The Sukkah with its walls and open to the stars ceiling is another connective device for our spiritual/physical being and well-being. There is mystery and wonder and awd as we stand under the open covering and shake the Lulav and Etrog in the 6 directions. This year a man who follows the spirit path of the Lakota brought his pipe which is smoked and raised in the same six directions and he did his ritual in tandem with ours. The Sukkah itself is a threefold memory peg that balances us. There is the agricultural memory of people building Sukkot to rest in the noonday sun from our ingathering of the crops. It is the historical memory of the wilderness experience that built us as a people who has withstood the vicissitudes of history, keeping faith with our G our and the covenant, formed over those 40 years. And the Sukkah is a poor person’s shelter a reminder that there are people for whom this is not a temporary memory peg shelter but their lives. There are poor and needy and we are responsible. It is a Mitzvah, part of our minimum daily requirements for a spiritually meaningful and balanced life.
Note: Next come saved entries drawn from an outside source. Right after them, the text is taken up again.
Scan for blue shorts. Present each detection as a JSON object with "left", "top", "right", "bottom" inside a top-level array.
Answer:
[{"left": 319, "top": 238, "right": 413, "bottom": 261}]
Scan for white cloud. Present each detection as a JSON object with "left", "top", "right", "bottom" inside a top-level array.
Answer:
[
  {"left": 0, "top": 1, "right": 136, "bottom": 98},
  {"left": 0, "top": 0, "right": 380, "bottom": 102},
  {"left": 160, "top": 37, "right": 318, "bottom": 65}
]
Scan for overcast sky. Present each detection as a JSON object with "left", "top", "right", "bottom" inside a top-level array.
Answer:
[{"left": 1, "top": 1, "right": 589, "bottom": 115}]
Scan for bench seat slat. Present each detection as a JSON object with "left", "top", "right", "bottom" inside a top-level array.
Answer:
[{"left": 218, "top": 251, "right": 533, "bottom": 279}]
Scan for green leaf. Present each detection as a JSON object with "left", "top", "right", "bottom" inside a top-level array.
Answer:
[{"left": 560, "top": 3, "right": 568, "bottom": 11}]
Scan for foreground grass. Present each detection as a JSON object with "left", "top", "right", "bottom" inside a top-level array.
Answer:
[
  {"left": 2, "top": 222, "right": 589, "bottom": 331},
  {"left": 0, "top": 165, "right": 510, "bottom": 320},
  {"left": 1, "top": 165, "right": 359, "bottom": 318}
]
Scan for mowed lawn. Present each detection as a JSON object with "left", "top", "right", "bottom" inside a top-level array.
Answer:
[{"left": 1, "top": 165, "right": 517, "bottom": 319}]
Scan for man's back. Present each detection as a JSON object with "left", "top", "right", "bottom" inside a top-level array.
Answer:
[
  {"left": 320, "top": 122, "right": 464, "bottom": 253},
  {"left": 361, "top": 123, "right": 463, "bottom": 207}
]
The Huppah, which has a top but is open on all sides, speaks to another area of spiritual balance. Many speak of it as Avraham and Sarah’s tent that was open on all sides so that travelers could be seen and invited into the safe space of their tent. I like to think of it as a way of setting up a new home in a public manner, with the entire tribe, a spiritual barn raising. Yes there are private times but the Huppah represents a place and a time or a place in time in which two people publicly articulate what they have already felt and shared and expressed in private. The Huppah is a shelter, symbolic of a G shelter of balance between the physical and the spiritual of life. It is also the joining of the two through the One who is always part of any loving relationship. The Huppah is the act of making sacred, less spiritually vulnerable and more spiritually balanced the relationship of loving partners.
The three symbols in my dream were about what is happening in my life, my own vulnerability and search for balance in my physical/spiritual life.